Spain – Snap Election Brings Fresh Uncertainty
Voters will go to the polls to elect members of the national Parliament in late April, more than a year ahead of schedule, after Prime Minister Pedro Sánchez’s minority government failed to secure support for its 2019 budget. The impasse is partly attributable to the ideological incompatibility of the largest parties, which has precluded the establishment of a majority government, but also reflects the persistence of strained relations between the central government and the regions more than a year after the regional government in Catalonia organized an illegal independence referendum. The draft budget presented by the center-left government included an increased outlay for Catalonia, but the ERC and the PdeCat, both of which advocate independence for the region, made clear that they intended to vote against the spending plan.
Polling data indicates that Sanchez’s PSOE is the most popular party, favored by 25%–30% of voters, followed by its traditional rival, the center-right PP, which is polling closer to 20%. The centrist Cs is polling in high single digits, and its participation figures to be essential to any chance of forming a majority coalition after the elections. The leftist-populist Podemos is not far behind, but disagreements between the two top leaders over electoral strategy could alienate potential supporters, and an erosion of the party’s representation could weaken the PSOE’s ability to form a viable government if it finishes on top.

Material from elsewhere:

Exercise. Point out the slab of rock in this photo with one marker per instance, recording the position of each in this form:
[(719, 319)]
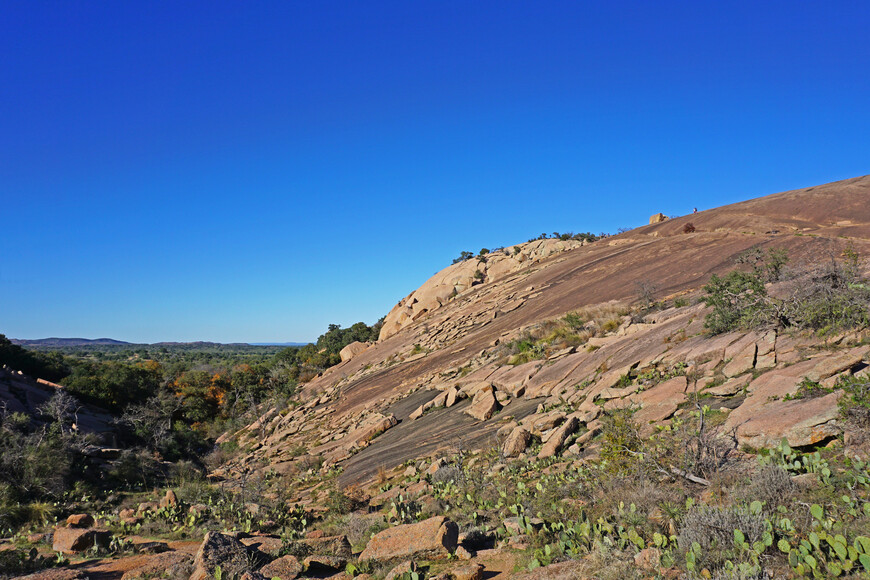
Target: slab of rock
[(430, 538), (570, 570), (516, 442), (831, 365), (56, 574), (285, 568), (770, 387), (454, 395), (468, 572), (742, 362), (484, 404), (557, 439), (220, 550), (658, 403), (352, 350), (730, 387), (802, 422)]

There is a growing risk that the upcoming elections could vault the far-right Vox into the role of kingmaker. The party barely registered on the political radar at the elections held in 2015–2016. However, its anti-immigrant stance and its adamant rejection of separatism have become more resonant in the wake of the August 2017 bombing in Barcelona and the subsequent independence referendum in Catalonia, and recent polls have put support for the party close to 10%.
A strong showing by Vox could facilitate the PP’s return to power at the head of either a majority coalition government that also includes Cs or a two-party minority administration that is supported by Vox on an informal basis. Although the restoration of a center-right government could bolster the confidence of investors, risks would include the potential for troubled relations with the EU as the government responds to Vox’s policy demands, and an escalation of tensions between the regional governments and a staunchly nationalist administration in Madrid.
Even so, political leaders might opt for such an arrangement as preferable to a prolonged delay in forming a government, an unwelcome prospect at a time when a global economic slowdown and Brexit uncertainty are already clouding the near-term outlook for the economy.